I started thinking about how easy it must be to be the only female candidate left standing in the US election, but soon became distracted by all of the things that we could do with our own women’s cards. Things like:
- Using it to get an 11.8 per cent discount from our yearly earnings.
- Buying ourselves a one in five chance of experiencing a serious sexual assault in our lifetimes.
- Playing it for a lifetime’s supply of sexist and misogynistic abuse on various social networks.
- Flashing it out at social gatherings so people we’ve only just met will know to ask us where our boyfriends are or when we’re going to get married.
- Shoving it into our just-visible bras so that people will know to call us sluts or whores.
- Carrying it around at parties so that drunk men will try to touch us, kiss us, and grope us.
- Swiping it at the supermarket to add the $8 or so that we’ll have to pay every month for period products for as long as our bodies insist on bleeding.
- Taking it along to job interviews so the interviewers can silently try to gauge how likely it is that we’ll have children anytime soon and thus disrupt our careers and their businesses.
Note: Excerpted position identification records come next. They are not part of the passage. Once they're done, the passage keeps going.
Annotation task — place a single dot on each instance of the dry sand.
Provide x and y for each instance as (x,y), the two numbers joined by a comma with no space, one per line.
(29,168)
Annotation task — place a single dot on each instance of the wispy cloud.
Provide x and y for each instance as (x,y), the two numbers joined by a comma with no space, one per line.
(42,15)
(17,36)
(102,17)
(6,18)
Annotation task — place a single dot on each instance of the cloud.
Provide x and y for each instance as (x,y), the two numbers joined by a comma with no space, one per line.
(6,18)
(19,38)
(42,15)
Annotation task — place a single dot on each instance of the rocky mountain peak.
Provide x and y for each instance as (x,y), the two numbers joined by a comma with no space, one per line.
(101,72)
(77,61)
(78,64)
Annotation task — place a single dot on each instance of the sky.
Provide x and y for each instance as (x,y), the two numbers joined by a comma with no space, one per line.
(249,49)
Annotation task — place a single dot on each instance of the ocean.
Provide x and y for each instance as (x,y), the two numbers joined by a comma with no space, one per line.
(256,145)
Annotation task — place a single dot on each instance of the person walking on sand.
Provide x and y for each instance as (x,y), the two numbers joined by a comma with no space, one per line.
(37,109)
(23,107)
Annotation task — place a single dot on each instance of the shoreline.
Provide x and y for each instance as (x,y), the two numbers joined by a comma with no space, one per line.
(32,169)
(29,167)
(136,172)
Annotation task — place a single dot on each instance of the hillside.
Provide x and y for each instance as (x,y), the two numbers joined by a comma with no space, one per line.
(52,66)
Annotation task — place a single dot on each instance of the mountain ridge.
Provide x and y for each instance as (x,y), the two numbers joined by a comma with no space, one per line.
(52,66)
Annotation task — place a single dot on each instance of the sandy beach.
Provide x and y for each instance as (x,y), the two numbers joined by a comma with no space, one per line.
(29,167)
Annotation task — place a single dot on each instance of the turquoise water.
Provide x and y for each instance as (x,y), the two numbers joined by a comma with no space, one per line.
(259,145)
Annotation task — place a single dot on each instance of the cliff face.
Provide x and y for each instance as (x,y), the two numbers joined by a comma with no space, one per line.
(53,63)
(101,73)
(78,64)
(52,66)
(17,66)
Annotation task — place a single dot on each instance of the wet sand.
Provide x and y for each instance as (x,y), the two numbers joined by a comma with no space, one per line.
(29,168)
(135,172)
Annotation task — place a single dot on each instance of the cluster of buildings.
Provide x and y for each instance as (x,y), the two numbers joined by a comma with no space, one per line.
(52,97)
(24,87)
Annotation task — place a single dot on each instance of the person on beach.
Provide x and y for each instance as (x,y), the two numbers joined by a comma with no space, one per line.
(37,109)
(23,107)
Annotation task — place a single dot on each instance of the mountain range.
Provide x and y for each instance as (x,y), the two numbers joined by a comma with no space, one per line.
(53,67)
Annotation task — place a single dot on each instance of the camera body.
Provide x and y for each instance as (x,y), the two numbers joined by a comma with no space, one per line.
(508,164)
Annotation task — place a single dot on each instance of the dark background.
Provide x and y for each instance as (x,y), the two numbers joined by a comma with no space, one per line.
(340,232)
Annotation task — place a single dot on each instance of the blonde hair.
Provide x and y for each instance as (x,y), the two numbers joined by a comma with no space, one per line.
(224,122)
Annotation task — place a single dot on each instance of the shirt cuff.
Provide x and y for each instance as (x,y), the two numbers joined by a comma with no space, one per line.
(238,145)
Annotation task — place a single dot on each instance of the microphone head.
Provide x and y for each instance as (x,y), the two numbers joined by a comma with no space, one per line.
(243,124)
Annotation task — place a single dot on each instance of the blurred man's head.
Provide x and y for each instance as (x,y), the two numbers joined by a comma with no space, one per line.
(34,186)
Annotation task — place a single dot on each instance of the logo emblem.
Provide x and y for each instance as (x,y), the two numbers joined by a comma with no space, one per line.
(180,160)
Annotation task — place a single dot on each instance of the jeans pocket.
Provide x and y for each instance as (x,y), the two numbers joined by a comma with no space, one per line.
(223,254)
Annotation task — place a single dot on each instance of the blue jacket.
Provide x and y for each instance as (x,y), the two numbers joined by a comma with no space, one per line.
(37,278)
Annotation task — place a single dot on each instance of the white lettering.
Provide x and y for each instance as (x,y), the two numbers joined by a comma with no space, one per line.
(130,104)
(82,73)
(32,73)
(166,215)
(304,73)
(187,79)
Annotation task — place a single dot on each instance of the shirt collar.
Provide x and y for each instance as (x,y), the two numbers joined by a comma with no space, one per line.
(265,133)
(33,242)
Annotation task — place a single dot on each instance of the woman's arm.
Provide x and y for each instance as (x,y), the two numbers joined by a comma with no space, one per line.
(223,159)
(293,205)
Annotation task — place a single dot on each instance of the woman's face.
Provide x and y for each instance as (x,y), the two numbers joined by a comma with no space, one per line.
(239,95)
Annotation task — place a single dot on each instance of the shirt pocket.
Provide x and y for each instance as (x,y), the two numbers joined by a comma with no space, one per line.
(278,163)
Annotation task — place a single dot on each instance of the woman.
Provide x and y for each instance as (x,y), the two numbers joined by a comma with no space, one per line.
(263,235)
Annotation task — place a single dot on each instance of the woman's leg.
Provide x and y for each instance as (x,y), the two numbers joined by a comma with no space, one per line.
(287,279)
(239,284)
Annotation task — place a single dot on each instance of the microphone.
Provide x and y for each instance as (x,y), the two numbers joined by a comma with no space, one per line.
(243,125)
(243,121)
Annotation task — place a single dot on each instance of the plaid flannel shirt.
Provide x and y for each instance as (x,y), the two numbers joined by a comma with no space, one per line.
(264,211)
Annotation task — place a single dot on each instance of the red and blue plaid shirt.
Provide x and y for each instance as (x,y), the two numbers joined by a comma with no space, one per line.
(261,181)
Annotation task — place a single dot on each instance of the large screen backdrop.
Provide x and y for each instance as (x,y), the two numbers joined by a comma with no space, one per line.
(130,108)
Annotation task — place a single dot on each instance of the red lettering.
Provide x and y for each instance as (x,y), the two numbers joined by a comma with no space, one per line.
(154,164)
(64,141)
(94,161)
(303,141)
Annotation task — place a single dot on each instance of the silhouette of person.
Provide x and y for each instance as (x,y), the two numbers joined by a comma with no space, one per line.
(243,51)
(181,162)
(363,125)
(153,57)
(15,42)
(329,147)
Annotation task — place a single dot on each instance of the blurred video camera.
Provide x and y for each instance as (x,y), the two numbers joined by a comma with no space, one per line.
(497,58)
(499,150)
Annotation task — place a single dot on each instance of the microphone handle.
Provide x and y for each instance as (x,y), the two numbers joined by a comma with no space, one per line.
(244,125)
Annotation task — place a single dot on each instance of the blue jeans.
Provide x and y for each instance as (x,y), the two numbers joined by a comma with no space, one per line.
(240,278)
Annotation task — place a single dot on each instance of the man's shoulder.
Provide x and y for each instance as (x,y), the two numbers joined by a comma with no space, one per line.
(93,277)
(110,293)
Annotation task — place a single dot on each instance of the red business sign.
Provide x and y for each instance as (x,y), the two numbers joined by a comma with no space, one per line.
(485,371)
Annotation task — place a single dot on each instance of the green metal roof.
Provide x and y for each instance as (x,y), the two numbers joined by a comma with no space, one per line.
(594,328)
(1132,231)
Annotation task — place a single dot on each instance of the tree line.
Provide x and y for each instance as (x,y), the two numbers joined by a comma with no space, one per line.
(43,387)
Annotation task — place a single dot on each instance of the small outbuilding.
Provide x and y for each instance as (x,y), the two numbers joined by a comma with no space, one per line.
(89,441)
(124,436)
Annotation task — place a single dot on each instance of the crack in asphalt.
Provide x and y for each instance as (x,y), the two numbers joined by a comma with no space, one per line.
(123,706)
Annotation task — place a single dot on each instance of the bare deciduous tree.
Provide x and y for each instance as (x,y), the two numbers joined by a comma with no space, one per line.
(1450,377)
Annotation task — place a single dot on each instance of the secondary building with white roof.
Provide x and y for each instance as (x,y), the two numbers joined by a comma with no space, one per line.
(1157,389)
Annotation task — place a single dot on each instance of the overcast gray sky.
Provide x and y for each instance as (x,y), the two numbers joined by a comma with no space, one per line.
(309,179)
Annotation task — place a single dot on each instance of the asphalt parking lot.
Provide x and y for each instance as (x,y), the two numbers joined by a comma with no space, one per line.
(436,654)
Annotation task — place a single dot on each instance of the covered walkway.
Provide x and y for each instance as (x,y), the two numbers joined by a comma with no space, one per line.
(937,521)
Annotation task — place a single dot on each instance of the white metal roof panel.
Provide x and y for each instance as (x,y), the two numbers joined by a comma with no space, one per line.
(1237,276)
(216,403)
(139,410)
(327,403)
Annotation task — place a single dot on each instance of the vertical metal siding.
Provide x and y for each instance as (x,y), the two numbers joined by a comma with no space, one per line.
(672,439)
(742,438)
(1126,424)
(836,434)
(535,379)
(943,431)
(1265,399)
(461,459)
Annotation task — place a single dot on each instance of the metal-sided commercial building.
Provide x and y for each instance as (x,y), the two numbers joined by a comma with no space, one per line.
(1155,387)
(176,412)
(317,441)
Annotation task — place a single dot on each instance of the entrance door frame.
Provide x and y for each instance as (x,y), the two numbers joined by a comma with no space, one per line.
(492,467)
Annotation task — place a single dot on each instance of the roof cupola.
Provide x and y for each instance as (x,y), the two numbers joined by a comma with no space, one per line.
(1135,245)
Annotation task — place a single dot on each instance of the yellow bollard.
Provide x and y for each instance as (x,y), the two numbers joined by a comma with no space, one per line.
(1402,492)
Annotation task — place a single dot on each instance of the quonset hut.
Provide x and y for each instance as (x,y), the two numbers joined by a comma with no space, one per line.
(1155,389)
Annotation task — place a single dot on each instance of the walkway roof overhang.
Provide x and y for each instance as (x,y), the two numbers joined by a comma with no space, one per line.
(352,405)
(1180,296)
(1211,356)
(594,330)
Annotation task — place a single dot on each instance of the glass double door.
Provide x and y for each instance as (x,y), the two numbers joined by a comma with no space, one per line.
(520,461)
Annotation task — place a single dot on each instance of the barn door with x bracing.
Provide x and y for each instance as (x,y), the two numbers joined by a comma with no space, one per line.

- Keeping it in our pockets when we walk down a dark alley, drink alcohol or act in any way that could be deemed to be provocative so that people will know to blame us if anything terrible happens.
- Having it with us at a board meeting, panel discussion, or any other traditionally male-dominated environment so people will know to wonder whether we are the token women.
- Or, bearing it proudly in a national election, so that our competitors can use it to insinuate that people are only voting for us because we are women.
The possibilities are truly endless.